Dad had an interesting sense of humor. 
·         When my brother went into the Air Force, he had a growth spurt, growing 4 inches in his first 4 months.  Dad said that at that rate, he would qualify for a control tower when he got out. 
·         There was a street near us named Noyes.  Dad said it couldn't make up its mind (No-Yes). 
·          Cashews were the allergic nut (ca-shew – bless you). 
·         One night we had beef tongue for dinner.  He said "Taste it quick before it tastes you." 
·         Once we were camping at Interstate State Park which crosses the Wisconsin/Minnesota state line.  He thought it should be called either Wisci-Sota or Minne-Sin, combining the names of the two states. 
·         He told us a story about an Indian brave named Falling Rock who went out hunting and never returned.  Subsequently, the tribe put up signs all around the country saying "Watch for Falling Rock."

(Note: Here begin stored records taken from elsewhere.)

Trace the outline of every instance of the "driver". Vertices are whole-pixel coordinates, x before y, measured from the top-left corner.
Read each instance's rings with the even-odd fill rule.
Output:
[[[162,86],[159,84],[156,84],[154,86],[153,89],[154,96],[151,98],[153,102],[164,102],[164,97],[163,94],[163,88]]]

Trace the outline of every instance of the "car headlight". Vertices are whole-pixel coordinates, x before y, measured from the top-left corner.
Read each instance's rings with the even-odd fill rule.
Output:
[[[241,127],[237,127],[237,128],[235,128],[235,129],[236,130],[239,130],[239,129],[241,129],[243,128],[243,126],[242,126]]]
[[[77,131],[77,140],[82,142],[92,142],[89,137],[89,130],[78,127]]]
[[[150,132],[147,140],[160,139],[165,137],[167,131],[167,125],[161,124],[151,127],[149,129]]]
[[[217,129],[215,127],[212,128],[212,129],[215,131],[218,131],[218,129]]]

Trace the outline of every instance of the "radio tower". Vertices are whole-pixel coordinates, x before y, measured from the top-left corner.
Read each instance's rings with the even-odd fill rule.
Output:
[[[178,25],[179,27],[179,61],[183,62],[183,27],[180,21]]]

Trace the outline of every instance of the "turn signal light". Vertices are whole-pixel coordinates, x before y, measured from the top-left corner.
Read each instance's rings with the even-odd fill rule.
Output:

When I was in college, I frequently took the train to/from school.  Dad would get me to the train just in time.  One night, I could see the train leaving the previous station and Dad was still in the house.  We made it, but after the train arrived in our station.  To this day, I still get stressed when traveling by plane or train, and have to plan to get there with plenty of time to spare.

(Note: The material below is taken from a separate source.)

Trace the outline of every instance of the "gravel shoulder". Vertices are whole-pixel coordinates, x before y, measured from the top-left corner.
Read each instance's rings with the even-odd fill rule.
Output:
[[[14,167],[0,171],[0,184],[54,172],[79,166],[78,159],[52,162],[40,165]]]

When I registered for college, Mom and Dad went with and got an orientation of the school.  On the way home, we stopped at Starved Rock State Park for dinner.  When I graduated, we stopped there again.  I was told that during the first trip, I said that I wanted to stop there when I graduated.  I felt that Dad was really proud of me.  I was the first child to graduate from college.

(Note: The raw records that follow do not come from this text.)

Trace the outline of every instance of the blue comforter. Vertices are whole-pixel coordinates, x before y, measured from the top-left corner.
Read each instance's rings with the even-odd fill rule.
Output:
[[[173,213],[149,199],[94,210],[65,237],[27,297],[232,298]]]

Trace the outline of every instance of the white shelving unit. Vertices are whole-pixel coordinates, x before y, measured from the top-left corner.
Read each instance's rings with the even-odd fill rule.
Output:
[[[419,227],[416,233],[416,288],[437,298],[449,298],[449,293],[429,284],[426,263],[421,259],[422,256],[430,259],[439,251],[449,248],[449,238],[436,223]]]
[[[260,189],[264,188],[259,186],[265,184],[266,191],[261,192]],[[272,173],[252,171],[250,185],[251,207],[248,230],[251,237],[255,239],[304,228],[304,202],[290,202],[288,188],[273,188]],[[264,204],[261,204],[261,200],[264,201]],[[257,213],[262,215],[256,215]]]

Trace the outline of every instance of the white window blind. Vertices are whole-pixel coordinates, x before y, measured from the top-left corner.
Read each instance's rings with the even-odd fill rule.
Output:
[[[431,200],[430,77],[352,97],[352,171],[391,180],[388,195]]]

After I graduated from college, I moved away.  A few times, Dad made cassette tapes for me to communicate some adventure he and Mom had.  Once, on one side of the tape, he recorded their visit to a train museum - he read the signs to me.  On the other side he recorded himself playing the organ.
Gerry & Vic Wagner, Wilmette, Illinois

Dad was very patriotic, and would put up the flag every Memorial Day, Flag Day and July 4.  It was tied on a rope that stretched between the house and the oak tree in the front yard.  One year, Mom found out that she could get a flag that had flown over the Capitol in Washington D.C.  We gave it to him for Christmas.  His response was "A used flag from my family for Christmas."  He put that flag up on the 200th anniversary of Paul Revere's ride and it was to remain up 24/7 until the Bicentennial – 7/4/1976.  Unfortunately, he passed away in November 1975, and the flag was destroyed a few months later in an ice storm.

One year, for Father's Day, I asked Mom if she could put some flowers on Dad's grave for me.   She told me that she couldn't do it.  Since Dad used to have hay fever, the thought of flowers was unthinkable.  I changed my mind and decided on a flag instead.

I still get very emotional when thinking about Dad even though it has been more than 40 years since his passing.  I look at my family now, my Mom and (6) siblings, and feel really blessed.  We are all still talking to each other and are close, even though we are separated by miles.  Mom and Dad did a good job!